Encryption vs. Hashing
- Encryption brings data into a state which cannot be interpreted by anyone who does not have access to the decryption key, password, or certificates.
- Though encryption does not restrict the access to the data, it ensures if data loss happens, then in that case data is useless for the person who does not have access to the decryption key\password\certificates.
- On the other hand, Hashing brings a string of characters of arbitrary size into a usually shorter fixed-length value or key that represents the original string and acts as a shortened reference to the original data.
- A slight change in the input string of characters produces a completely different hashed output.
- To meet the demands of regulatory compliance and corporate data security standards, SQL Server allows you to enable encryption at the column\cell level or on the entire database level whereas hashing can be used for several purposes for example:
- Identifying incremental data or changed data - Hash values generated for an entire row (by concatenating values of all the columns of the row and then generating hash key on it) are useful for efficiently searching for differences between rows in tables and identifying if the rows have changed, in case there is no mechanism in place to identify incremental data on the source table.
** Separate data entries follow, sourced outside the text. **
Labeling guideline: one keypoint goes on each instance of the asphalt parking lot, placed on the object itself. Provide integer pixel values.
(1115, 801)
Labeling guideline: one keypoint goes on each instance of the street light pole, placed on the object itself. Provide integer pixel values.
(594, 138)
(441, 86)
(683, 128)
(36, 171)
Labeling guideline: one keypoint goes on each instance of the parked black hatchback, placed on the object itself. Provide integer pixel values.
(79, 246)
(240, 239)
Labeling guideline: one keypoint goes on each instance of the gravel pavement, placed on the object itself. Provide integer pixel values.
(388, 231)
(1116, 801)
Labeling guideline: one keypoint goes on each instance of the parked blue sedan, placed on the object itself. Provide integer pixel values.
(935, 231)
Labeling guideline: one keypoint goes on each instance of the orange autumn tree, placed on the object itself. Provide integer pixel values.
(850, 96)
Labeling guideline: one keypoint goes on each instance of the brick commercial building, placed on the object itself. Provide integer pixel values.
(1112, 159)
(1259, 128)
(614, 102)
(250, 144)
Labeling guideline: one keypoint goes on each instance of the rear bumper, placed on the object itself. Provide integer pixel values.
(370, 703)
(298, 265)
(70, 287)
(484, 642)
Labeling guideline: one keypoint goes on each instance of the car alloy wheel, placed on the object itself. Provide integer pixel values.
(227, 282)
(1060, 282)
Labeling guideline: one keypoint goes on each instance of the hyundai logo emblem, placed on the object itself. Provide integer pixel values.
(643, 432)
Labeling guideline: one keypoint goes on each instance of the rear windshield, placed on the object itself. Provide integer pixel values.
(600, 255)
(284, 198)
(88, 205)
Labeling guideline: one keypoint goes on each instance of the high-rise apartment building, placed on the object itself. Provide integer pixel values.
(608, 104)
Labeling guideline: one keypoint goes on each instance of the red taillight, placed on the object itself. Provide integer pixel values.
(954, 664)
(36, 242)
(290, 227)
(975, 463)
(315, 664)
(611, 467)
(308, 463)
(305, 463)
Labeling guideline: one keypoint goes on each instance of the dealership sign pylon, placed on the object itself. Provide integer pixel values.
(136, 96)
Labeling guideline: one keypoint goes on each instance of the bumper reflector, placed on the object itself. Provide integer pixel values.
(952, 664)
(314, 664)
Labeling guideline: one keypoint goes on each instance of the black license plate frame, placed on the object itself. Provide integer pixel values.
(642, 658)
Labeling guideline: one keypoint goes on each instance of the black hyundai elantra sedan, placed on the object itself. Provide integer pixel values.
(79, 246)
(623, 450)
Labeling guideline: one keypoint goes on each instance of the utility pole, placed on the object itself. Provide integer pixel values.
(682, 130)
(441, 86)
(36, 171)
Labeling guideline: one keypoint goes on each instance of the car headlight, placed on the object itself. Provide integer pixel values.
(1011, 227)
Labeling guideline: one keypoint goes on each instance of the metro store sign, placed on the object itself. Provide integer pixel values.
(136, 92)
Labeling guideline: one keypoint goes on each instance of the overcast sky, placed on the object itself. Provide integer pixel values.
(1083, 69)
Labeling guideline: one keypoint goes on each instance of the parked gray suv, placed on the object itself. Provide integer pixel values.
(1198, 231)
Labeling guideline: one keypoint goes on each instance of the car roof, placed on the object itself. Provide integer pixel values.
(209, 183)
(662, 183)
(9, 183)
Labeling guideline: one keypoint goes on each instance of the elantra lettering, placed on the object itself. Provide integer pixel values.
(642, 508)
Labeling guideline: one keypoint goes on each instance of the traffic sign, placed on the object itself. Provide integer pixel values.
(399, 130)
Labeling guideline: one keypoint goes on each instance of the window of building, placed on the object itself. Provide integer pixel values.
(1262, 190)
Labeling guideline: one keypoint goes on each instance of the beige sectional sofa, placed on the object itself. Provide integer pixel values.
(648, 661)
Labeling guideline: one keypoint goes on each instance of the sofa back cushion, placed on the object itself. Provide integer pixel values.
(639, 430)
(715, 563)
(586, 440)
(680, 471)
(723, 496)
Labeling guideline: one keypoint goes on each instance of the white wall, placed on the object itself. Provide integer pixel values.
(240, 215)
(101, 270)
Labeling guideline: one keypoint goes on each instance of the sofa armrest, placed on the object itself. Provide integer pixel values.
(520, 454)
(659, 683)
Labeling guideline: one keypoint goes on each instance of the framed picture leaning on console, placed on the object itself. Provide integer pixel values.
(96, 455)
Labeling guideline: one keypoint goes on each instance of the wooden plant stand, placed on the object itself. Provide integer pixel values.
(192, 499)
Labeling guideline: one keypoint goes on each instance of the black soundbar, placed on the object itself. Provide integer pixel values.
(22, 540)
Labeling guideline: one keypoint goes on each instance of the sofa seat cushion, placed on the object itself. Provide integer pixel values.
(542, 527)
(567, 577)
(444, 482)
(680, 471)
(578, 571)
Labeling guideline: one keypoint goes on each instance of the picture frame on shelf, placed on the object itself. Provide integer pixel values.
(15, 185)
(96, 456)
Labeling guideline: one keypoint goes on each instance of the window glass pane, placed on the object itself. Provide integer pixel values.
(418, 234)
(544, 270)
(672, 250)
- Hashing is used to index and retrieve items in a database because it is faster to find the item using the shorter hashed key than to find it using the original value.
- If you have a composite key on several lengthy columns, you can concatenate them and generate hash key on the concatenated value and then you can use this hash key as a joining key.
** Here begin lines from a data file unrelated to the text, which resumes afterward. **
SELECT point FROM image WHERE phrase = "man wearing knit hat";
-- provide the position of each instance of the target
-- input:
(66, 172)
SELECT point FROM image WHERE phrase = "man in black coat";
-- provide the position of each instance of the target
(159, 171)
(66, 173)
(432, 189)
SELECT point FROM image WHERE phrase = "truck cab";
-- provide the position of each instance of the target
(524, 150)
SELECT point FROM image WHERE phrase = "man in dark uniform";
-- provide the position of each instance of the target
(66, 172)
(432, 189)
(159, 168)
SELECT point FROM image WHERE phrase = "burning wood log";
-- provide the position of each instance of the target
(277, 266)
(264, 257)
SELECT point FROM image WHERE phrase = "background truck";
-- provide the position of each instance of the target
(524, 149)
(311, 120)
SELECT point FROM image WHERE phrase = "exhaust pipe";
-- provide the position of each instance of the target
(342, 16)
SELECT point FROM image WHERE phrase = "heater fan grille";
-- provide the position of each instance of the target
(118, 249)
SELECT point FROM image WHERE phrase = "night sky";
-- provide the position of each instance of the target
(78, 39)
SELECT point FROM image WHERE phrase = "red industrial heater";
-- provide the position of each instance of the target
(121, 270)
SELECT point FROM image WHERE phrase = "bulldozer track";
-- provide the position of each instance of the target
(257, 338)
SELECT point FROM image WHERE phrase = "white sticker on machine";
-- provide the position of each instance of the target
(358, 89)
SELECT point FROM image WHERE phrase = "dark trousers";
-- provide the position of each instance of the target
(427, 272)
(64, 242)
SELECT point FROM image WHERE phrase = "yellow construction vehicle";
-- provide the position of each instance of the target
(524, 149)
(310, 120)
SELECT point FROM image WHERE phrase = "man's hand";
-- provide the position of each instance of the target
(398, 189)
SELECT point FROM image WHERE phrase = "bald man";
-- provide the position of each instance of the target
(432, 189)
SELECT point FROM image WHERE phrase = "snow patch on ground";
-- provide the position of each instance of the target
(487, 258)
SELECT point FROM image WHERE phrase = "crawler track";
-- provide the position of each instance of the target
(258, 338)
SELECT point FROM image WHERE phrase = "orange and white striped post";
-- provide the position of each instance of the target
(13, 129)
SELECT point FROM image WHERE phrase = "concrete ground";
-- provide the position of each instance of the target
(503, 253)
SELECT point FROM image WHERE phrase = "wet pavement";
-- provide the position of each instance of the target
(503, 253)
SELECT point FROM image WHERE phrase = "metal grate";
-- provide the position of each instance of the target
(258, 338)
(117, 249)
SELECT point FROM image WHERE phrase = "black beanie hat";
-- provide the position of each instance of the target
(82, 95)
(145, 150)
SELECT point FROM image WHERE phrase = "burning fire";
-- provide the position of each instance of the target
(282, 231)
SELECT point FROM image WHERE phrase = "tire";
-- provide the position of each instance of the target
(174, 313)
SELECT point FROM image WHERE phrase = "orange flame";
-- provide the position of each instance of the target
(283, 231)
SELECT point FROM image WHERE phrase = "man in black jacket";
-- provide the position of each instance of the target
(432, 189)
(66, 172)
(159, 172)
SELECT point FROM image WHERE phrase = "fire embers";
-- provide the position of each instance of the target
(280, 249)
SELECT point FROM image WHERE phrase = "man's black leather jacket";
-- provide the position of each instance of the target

- Encryption is bidirectional, which means data encrypted can be decrypted back to the original string if you have access to the correct decryption key.
- Hashing is unidirectional, which means hashed data cannot be reversed back to the original string.
Getting Started with Hashing
- SQL Server has the HASHBYTES inbuilt function to hash the string of characters using different hashing algorithms.
- The supported algorithms are MD2, MD4, MD5, SHA, SHA1, or SHA2.
- The hashed data conforms to the algorithm standard in terms of storage size i.e. 128 bits (16 bytes) for MD2, MD4, and MD5; 160 bits (20 bytes) for SHA and SHA1; 256 bits (32 bytes) for SHA2_256, and 512 bits (64 bytes) for SHA2_512. SHA2_256 and SHA2_512 algorithms are available in SQL Server 2012 and later versions.
- The stronger hash function you use, the more storage space it takes, and performance are slower but it provides a stronger hash value with minimal chance of hash collision (generating the same hashed output for two different input string of characters).
- Hence, it’s recommended to use hashing algorithms depending on your workload and data to hash by making it an appropriate trade-off.
- The example below demonstrates the use of the HASHBYTES function to do hashing using MD5 algorithm.
- As mentioned before, a slight change in the input string of characters produces a completely different hashed output and this is what you could see in the second column.
- The only difference between input for the first column and input for the second column is an extra space at the end of the input string in the second input string:
SELECT HASHBYTES('MD5', 'Sample String to hash') AS Col1,
HASHBYTES('MD5', 'Sample String to hash ') AS Col2
- No matter how many times you do the hashing, the hashed output will remain the same for the same set of input strings and the same hashing algorithm.
- Based on the hashing algorithm you choose, your hashed output will change both in terms of value and size.
- For example, hashed output with MD5 algorithm produces a 16 bytes long value whereas the SHA1 algorithm produces a 20 bytes long value.